Toutes teintées de mystère et faites aussi d'une texture cinématographique, les oeuvres du Belge David Claerbout seront montrées en grand nombre pour la première fois au Canada au Musée des beaux-arts de Montréal avant que le Centre Pompidou à Paris ne lui consacre une rétrospective.

La Cinémathèque québécoise est dans le coup également avec la présentation des films d'Eija-Liisa Ahtila et du projet de Christelle Lheureux, qui a reconstitué plan par plan le film Les Soeurs de Gion (1936). Elle a toutefois privé le film japonais de sa narration pour ensuite inviter différents auteurs à lui redonner des voix. Aux versions coréenne, japonaise, française et italienne déjà réalisées s'ajoutera la québécoise, spécialement écrite et performée en direct par Wajdi Mouawad (le 5 septembre à la Cinémathèque).

Dans la ville

Au total, 37 artistes provenant des trois Amériques, de l'Europe et de l'Asie forment la composition de ce MPM qui mise volontairement sur des expositions solos avec l'objectif de mieux rendre compte de chacune des démarches.

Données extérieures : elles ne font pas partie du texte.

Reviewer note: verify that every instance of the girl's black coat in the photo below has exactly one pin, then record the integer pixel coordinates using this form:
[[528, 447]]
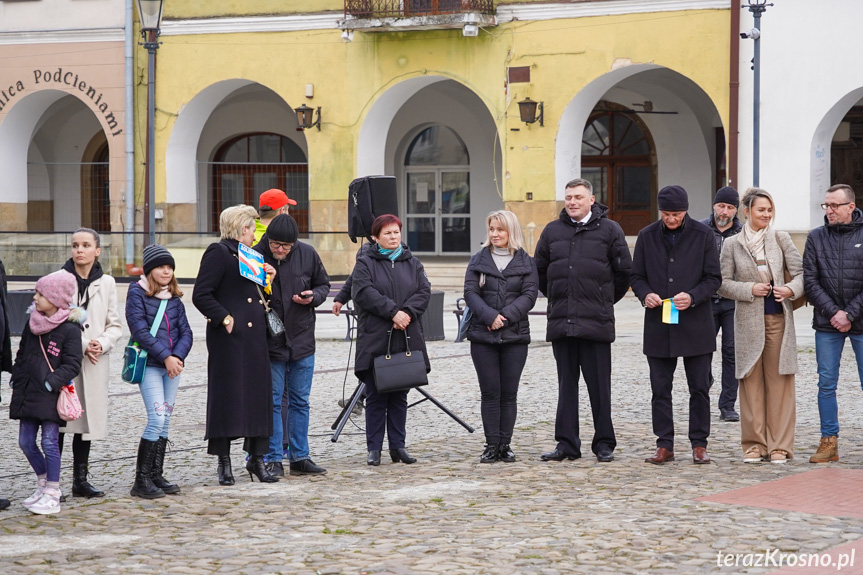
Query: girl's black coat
[[510, 293], [381, 289], [239, 383], [30, 398], [174, 336]]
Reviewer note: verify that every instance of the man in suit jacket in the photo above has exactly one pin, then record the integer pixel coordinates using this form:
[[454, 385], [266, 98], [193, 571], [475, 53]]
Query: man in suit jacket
[[676, 259]]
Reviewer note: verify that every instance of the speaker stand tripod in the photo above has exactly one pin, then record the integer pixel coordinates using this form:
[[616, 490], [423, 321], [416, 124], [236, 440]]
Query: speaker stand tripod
[[342, 419]]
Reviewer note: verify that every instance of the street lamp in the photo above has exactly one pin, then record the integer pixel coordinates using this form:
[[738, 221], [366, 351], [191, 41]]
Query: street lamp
[[757, 7], [150, 14]]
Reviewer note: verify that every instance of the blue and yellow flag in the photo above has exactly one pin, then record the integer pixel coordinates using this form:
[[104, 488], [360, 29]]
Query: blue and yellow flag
[[669, 312]]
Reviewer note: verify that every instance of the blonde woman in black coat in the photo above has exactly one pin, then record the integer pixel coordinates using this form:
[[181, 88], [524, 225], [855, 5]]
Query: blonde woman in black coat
[[500, 288], [391, 292], [239, 386]]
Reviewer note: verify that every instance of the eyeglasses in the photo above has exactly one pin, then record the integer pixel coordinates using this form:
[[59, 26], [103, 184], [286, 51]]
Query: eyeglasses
[[280, 246]]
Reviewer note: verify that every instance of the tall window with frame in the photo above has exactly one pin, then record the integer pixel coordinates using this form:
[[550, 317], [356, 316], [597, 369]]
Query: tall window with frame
[[618, 158]]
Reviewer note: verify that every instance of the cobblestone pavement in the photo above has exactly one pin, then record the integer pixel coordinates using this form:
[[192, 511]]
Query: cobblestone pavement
[[446, 514]]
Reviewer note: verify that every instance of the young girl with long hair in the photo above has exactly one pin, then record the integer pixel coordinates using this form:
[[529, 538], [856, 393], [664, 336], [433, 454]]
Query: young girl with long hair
[[97, 294], [166, 352]]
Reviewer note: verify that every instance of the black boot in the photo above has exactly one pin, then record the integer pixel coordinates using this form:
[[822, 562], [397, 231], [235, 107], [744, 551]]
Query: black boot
[[256, 468], [143, 486], [80, 486], [401, 454], [226, 475], [158, 461], [490, 453]]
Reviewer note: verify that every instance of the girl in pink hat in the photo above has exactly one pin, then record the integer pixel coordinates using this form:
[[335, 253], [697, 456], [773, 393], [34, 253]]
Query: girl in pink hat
[[49, 357]]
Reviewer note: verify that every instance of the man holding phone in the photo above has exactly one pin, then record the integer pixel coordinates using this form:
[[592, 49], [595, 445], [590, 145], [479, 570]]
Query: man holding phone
[[301, 284]]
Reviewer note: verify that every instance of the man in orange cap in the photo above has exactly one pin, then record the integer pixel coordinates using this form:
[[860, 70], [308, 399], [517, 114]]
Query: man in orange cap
[[272, 203]]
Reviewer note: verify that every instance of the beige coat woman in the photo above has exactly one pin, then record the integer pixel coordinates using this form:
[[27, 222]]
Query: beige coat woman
[[739, 274], [767, 398], [102, 324]]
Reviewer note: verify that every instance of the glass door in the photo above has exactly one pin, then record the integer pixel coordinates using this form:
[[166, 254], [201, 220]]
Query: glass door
[[437, 214]]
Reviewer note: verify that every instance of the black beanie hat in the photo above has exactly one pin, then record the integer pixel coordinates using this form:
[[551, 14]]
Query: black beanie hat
[[155, 256], [283, 228], [727, 195], [672, 199]]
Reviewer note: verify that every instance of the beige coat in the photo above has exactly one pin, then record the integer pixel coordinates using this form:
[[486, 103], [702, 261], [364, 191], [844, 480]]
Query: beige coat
[[739, 274], [102, 324]]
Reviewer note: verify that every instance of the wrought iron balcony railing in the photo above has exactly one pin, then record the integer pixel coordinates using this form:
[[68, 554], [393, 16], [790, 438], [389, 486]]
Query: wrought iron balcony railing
[[415, 8]]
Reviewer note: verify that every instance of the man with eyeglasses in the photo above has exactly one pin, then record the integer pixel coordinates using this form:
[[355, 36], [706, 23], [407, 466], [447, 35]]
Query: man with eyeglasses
[[833, 278], [301, 284], [272, 203]]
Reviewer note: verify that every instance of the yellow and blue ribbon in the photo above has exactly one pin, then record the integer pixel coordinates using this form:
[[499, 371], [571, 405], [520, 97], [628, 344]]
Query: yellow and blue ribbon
[[669, 312]]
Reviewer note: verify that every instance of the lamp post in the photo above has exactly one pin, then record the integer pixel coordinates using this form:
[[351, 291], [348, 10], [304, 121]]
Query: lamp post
[[150, 13], [756, 7]]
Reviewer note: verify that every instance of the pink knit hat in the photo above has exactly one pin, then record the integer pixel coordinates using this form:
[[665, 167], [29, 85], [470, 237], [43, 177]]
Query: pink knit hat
[[59, 288]]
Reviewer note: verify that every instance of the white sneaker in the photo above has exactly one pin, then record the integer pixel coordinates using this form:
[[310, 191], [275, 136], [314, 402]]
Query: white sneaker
[[37, 495], [48, 504]]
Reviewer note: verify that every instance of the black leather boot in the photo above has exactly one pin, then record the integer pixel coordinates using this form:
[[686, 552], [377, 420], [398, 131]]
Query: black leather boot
[[257, 468], [80, 486], [158, 462], [490, 453], [226, 475], [143, 486], [401, 454]]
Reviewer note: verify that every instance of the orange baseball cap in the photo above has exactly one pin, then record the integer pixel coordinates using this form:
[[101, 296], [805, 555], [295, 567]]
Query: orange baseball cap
[[275, 199]]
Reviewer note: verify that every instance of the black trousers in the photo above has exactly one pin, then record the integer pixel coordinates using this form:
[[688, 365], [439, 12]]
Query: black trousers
[[661, 381], [498, 370], [384, 411], [251, 445], [723, 318], [593, 360]]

Pour cela, il a fallu compter sur la participation de tout le milieu culturel et artistique. «Si le MPM est né il y a 20 ans, souligne la commissaire Marie Fraser, c'est en raison de ses partenaires et cela continue d'édition en édition.» Et le milieu a si bien répondu à l'appel que cette édition se fera voir aussi à l'extérieur, à plusieurs endroits dans la métropole.

Au coeur des quatre circuits cartographiés par le MPM (Plateau Mont-Royal, Mile-End, Ville-Marie, Saint-Henri, ainsi que les Maisons de la culture Côte-des-Neiges, Frontenac et Notre-Dame de Grâce), la ville sera en effet le théâtre d'expériences avec les oeuvres, entre autres, d'Ève K. Tremblay, de Thomas Kneubühler, de Marisa Portolese, de Rebecca Belmore et de Chih-Chien Wang. Comme quoi les narrativités, même exploratoires, sont l'affaire de tous.

Une importante publication, première étude majeure sur la question, accompagne l'événement et un colloque se tiendra au Centre canadien d'architecture le 5 octobre. Le Mois de la photo à Montréal se tient du 6 septembre au 21 octobre. La programmation est disponible sur le site de l'événement (www.moisdelaphoto.com).